I'm learning about computer architecture and I was reading about encoders and decoders. In a MIPS processor, the opcode has 6 bits. I was wondering how many input bits are needed to build a decoder to decode opcodes? I know that a decoder is a combinational circuit that converts binary information from n input lines to a maximum of 2^n unique output lines. Knowing that the opcode is 6 bits, does that mean I need only 3 bits because 2^3 is 8 and the theoretical maximum number of outputs will be 8?
The opcode in the machine instruction word is the input to the decoding process, which may involve a digital logic circuit of the same name, a binary decoder.
There are 2^6 possible values for the 6-bit opcode field, and thus 2^6 possible different patterns of output (internal control signals) you might want to decode to.
See https://en.wikibooks.org/wiki/MIPS_Assembly/Instruction_Formats#Opcodes for an incomplete table of some common instructions. (missing xori, probably others).

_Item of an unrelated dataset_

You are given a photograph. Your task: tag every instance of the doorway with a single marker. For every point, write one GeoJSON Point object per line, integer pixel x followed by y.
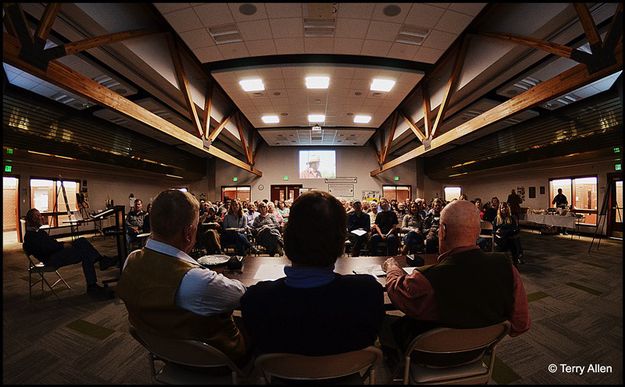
{"type": "Point", "coordinates": [285, 192]}
{"type": "Point", "coordinates": [10, 209]}
{"type": "Point", "coordinates": [615, 202]}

https://uweb.engr.arizona.edu/~ece369/Resources/spim/MIPSReference.pdf also lists opcode details for another subset of the available MIPS opcodes. (missing bgezal and bltz for example.)
Note that all R-type instructions share the same opcode, and the func field is used to select which operation. But I-type instructions do each use different values for the opcode field, leaving enough bits left for up to 2 registers and a 16-bit immediate. There are many more than 8 unique opcode-field values that a MIPS CPU has to recognize.